# House Price Prediction - Kaggle Competition

## Introduction
This project predicts house sale prices using the **House Prices: Advanced Regression Techniques** dataset from Kaggle.  
By applying data preprocessing, feature engineering, and regression modeling, we aim to create an accurate predictive model that can assist buyers, sellers, and real estate professionals in making informed decisions.

**Goals:**
- Understand key factors affecting house prices
- Apply data cleaning and feature engineering techniques
- Build and evaluate predictive models


In [None]:

import pandas as pd
import numpy as np
import matplotlib.pyplot as plt
import seaborn as sns

from sklearn.model_selection import train_test_split, cross_val_score
from sklearn.ensemble import RandomForestRegressor, GradientBoostingRegressor
from sklearn.linear_model import LinearRegression
from sklearn.metrics import mean_squared_error, r2_score

sns.set(style="whitegrid")



## Data Loading
Dataset: [Kaggle House Prices: Advanced Regression Techniques](https://www.kaggle.com/c/house-prices-advanced-regression-techniques)  
Please place the dataset (`train.csv`) in the `data/` folder before running this notebook.


In [None]:

# Load dataset
df = pd.read_csv("data/train.csv")
df.head()



## Data Preprocessing
We will:
1. Handle missing values
2. Convert categorical variables into dummy variables
3. Remove unnecessary columns


In [None]:

# Check missing values
missing_values = df.isnull().sum()
print(missing_values[missing_values > 0].sort_values(ascending=False))

# Example: Fill missing numerical with median, categorical with mode
for col in df.columns:
    if df[col].dtype == "object":
        df[col] = df[col].fillna(df[col].mode()[0])
    else:
        df[col] = df[col].fillna(df[col].median())

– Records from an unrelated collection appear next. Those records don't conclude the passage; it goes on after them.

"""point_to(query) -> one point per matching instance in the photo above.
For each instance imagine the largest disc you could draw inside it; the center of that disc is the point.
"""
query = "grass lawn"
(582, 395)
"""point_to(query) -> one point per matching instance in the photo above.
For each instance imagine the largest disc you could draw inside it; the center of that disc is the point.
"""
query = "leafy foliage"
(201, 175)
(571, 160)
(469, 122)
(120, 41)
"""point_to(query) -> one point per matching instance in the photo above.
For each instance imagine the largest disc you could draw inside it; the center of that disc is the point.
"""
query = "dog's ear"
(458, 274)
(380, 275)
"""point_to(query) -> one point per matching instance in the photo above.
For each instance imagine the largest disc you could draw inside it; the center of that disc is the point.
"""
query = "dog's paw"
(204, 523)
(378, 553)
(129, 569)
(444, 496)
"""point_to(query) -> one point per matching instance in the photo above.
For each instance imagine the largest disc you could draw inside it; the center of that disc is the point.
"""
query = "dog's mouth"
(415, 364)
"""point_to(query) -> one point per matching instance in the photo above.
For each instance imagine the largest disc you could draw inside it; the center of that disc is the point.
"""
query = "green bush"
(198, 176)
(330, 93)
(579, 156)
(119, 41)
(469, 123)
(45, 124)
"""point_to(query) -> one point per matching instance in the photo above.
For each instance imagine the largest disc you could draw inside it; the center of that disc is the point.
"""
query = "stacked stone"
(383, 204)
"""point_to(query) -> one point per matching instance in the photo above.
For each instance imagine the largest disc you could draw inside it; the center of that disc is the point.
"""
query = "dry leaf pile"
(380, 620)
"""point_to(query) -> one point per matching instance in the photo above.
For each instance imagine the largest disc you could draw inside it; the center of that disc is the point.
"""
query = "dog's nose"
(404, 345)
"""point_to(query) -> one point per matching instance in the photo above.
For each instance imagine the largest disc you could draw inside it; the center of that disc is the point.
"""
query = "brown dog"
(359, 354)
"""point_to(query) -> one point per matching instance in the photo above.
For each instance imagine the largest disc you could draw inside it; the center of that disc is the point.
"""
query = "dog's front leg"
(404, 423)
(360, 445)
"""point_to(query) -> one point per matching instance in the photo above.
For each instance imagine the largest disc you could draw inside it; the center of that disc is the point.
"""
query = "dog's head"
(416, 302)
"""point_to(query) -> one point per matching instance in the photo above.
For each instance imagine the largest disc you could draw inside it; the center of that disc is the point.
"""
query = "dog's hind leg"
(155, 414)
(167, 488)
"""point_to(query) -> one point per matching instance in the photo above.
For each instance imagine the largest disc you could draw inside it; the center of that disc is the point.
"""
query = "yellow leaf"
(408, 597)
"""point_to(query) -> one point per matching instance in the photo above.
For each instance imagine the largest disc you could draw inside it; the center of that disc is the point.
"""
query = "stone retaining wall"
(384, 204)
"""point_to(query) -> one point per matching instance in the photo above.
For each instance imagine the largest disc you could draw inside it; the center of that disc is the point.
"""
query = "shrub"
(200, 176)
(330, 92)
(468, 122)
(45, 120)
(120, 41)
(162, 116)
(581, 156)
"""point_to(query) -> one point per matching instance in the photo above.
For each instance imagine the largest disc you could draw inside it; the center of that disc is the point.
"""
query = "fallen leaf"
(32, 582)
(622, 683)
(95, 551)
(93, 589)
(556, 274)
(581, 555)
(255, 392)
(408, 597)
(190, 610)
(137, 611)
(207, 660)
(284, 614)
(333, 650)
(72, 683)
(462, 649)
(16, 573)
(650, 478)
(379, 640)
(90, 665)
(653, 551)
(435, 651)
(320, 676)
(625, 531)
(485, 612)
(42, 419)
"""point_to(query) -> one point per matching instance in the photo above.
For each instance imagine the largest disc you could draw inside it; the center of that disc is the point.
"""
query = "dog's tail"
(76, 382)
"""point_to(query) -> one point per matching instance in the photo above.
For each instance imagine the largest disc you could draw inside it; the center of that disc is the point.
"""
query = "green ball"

# Convert categorical to dummy variables
df = pd.get_dummies(df, drop_first=True)



## Feature Engineering
We will create additional features such as:
- **HouseAge**: Age of the house
- **GarageAge**: Age of the garage
- **Renovated**: Whether the house was renovated


In [None]:

# House Age
df["HouseAge"] = df["YrSold"] - df["YearBuilt"]

# Garage Age
df["GarageAge"] = np.where(df["GarageYrBlt"] > 0, df["YrSold"] - df["GarageYrBlt"], 0)

# Renovated Feature
df["Renovated"] = np.where(df["YearRemodAdd"] != df["YearBuilt"], 1, 0)



## Train-Test Split


In [None]:

X = df.drop(columns=["SalePrice"])
y = df["SalePrice"]

X_train, X_test, y_train, y_test = train_test_split(X, y, test_size=0.2, random_state=42)



## Modeling
We will train and compare three models:
1. Linear Regression
2. Random Forest Regressor
3. Gradient Boosting Regressor


In [None]:

models = {
    "Linear Regression": LinearRegression(),
    "Random Forest": RandomForestRegressor(random_state=42),
    "Gradient Boosting": GradientBoostingRegressor(random_state=42)
}

for name, model in models.items():
    model.fit(X_train, y_train)
    preds = model.predict(X_test)
    rmse = mean_squared_error(y_test, preds, squared=False)
    r2 = r2_score(y_test, preds)
    print(f"{name} → RMSE: {rmse:.2f}, R²: {r2:.3f}")



## Feature Importance


In [None]:

rf_model = models["Random Forest"]
importances = rf_model.feature_importances_
feature_names = X.columns

feat_importances = pd.Series(importances, index=feature_names)
feat_importances.nlargest(15).plot(kind="barh", figsize=(8,6))
plt.title("Top 15 Important Features")
plt.show()



## Conclusion
- We built multiple regression models to predict house sale prices.
- Feature engineering improved model performance.
- The most influential features include Overall Quality, Living Area, and Garage-related attributes.